El vuelo de Países Bajos llevó a un pasajero argentino y a un tripulante guatemalteco, los dos latinoamericanos del barco. Los británicos aterrizaron en Manchester y se esperaba que guarden cuarentena hasta por 72 horas cerca de Liverpool.
Esta tarde despegarán los dos últimos vuelos: uno australiano y otro neerlandés, el país de bandera del barco, que se llevará a los últimos evacuados.
Hoy a las 19 es la hora límite establecida para que el Hondius abandone el puerto de la Granadilla de Abona con destino a los Países Bajos con unos 30 tripulantes.

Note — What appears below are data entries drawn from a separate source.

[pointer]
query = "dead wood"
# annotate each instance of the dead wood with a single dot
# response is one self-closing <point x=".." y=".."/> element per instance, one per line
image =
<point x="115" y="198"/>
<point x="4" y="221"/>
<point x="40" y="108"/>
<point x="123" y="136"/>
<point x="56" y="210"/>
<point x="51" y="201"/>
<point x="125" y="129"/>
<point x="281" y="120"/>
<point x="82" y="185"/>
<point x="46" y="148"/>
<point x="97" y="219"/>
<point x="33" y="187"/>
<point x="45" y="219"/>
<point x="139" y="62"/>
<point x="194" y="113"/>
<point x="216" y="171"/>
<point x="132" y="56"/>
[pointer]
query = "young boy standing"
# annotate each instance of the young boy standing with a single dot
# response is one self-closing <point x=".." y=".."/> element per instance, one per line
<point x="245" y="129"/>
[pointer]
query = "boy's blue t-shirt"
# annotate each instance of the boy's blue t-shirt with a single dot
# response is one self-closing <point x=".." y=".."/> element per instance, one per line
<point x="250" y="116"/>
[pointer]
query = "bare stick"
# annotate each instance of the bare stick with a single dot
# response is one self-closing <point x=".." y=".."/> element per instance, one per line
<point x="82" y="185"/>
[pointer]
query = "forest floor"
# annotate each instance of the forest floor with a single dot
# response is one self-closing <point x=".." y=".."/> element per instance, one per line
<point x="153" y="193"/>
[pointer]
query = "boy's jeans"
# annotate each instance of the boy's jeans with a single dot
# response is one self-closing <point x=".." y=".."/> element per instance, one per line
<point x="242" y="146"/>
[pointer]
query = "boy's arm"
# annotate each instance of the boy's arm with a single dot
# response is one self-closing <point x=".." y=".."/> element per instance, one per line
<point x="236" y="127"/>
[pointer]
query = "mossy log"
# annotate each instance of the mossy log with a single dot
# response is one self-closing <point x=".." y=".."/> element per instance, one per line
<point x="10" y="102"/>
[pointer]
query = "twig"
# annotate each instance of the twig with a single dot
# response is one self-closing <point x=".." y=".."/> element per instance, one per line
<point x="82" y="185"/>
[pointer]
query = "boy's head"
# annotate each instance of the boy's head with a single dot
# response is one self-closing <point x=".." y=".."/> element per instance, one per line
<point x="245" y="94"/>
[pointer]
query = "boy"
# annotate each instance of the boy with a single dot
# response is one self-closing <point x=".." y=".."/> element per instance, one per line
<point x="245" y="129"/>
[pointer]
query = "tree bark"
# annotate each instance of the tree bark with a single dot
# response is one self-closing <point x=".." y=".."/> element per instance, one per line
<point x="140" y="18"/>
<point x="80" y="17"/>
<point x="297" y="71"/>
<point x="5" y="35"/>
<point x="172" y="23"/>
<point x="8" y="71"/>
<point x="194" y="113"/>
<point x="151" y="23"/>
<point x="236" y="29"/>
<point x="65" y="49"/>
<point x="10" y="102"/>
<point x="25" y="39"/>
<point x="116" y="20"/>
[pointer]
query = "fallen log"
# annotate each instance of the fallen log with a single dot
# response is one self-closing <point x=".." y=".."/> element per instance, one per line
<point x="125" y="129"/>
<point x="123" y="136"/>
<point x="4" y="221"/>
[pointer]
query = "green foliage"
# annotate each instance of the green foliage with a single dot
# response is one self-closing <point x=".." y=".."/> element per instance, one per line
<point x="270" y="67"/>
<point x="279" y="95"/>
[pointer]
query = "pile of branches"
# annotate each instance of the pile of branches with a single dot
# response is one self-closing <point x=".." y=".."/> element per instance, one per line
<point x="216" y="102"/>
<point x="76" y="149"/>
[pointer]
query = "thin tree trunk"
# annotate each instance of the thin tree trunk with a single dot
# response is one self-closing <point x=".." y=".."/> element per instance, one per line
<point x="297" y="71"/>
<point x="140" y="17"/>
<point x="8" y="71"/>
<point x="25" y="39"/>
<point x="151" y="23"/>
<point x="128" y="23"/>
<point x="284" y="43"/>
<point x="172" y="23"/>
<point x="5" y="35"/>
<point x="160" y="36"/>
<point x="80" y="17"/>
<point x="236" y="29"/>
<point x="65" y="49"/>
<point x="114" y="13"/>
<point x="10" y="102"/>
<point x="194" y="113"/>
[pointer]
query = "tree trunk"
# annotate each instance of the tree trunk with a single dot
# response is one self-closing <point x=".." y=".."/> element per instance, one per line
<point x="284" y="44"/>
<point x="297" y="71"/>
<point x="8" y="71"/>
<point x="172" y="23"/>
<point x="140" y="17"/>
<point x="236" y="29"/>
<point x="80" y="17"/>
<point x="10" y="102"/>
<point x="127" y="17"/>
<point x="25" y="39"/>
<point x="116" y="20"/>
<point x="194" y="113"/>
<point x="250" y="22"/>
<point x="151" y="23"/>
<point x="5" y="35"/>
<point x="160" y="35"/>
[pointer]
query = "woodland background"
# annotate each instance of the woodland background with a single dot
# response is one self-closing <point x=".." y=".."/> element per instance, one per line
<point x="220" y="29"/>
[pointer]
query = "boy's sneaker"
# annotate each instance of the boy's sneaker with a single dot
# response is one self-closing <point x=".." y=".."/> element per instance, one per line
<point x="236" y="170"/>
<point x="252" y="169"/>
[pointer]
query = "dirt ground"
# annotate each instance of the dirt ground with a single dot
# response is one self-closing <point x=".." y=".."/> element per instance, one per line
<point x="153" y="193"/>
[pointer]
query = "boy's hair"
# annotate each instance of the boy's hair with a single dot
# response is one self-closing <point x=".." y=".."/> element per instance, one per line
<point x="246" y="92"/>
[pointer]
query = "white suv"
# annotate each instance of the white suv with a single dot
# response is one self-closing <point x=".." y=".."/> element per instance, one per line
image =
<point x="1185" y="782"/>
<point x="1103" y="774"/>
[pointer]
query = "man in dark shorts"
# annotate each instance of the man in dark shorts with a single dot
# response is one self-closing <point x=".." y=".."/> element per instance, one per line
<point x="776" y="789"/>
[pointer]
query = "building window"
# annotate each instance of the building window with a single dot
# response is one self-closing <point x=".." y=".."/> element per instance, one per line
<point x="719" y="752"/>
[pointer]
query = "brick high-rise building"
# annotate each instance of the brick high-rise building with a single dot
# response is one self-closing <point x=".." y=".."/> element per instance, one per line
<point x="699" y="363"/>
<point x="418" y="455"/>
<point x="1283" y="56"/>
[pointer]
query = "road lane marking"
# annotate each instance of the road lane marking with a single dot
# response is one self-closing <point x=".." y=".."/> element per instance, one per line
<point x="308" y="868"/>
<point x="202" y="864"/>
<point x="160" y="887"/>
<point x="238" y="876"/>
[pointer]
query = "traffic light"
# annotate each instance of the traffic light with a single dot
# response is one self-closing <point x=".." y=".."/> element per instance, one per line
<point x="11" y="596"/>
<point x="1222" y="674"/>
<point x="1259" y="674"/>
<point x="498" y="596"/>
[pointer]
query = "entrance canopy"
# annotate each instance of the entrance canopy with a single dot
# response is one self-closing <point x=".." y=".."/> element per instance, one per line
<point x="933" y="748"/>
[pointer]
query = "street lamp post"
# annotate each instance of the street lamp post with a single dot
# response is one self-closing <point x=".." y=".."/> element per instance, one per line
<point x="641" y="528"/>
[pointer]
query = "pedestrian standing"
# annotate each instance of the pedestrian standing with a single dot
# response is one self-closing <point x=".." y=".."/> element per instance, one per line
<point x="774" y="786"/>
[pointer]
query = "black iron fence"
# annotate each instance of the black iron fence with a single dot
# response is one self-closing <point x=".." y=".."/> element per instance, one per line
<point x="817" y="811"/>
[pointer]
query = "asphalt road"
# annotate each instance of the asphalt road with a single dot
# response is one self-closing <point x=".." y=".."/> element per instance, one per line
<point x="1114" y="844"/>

La única nota inquietante de la jornada fueron los síntomas que presentaba uno de los franceses evacuados, informó el primer ministro francés Sébastien Lecornu.
Un argentino a bordo
Durante esta primera jornada, marcada por un amplio dispositivo sanitario y logístico, decenas de pasajeros fueron desembarcados en pequeños grupos desde la nave, fondeada en el puerto industrial de Granadilla de Ábona, y trasladados en lanchas hasta tierra, antes de ser enviados al aeropuerto.
“Si todo sigue conforme a lo previsto (...) a las 19H00 horas del lunes el barco va a zarpar rumbo a Países Bajos”, su base, declaró la directora de Protección Civil, Virginia Barcones.
El argentino repatriado, Carlo Ferello, restó dramatismo a la situación vivida a bordo. El ambiente no era “preocupante, la verdad”, afirmó al canal TN, al señalar que tras los primeros contagios “no aparecieron más casos”. “Yo estaba solo, no tenía mucho contacto. Se siguió una vida bastante normal”, añadió este ingeniero jubilado, que hará la cuarentena en Países Bajos.
El director de la Organización Mundial de la Salud (OMS), Tedros Adhanom Ghebreyesus, presente en Tenerife, subrayó la cooperación entre países y reiteró que “el riesgo actual para la salud pública sigue siendo bajo”.
Calma sin aislamiento
Según las autoridades sanitarias, los pasajeros permanecen mayoritariamente asintomáticos, aunque han sido clasificados como “contactos de alto riesgo” y deberán cumplir cuarentenas al llegar a destino.
Salvo los estadounidenses, que no serán necesariamente puestos en cuarentena, una decisión que tiene riesgos, estimó el director general de la OMS. “Esto no es covid”, justificó Jay Bhattacharya, director interino de los Centros para el Control y la Prevención de Enfermedades (CDC) estadounidense, instando a la población a mantener la calma.
El último balance de la OMS cifra en seis los casos confirmados entre ocho sospechosos, incluidos tres fallecidos -dos pasajeros neerlandeses y una alemana- por este virus poco frecuente, para el que no existe vacuna.
El Hondius, que había zarpado el 1 de abril desde Ushuaia (Argentina), permanece fondeado sin atracar, a petición de las autoridades regionales canarias, que expresaron su rechazo a la operación por motivos de seguridad sanitaria.
El presidente del Gobierno español, Pedro Sánchez, defendió sin embargo el dispositivo, destacando que España “responderá con ejemplaridad y eficacia”, en una crisis que vuelve a situar al país bajo la atención internacional.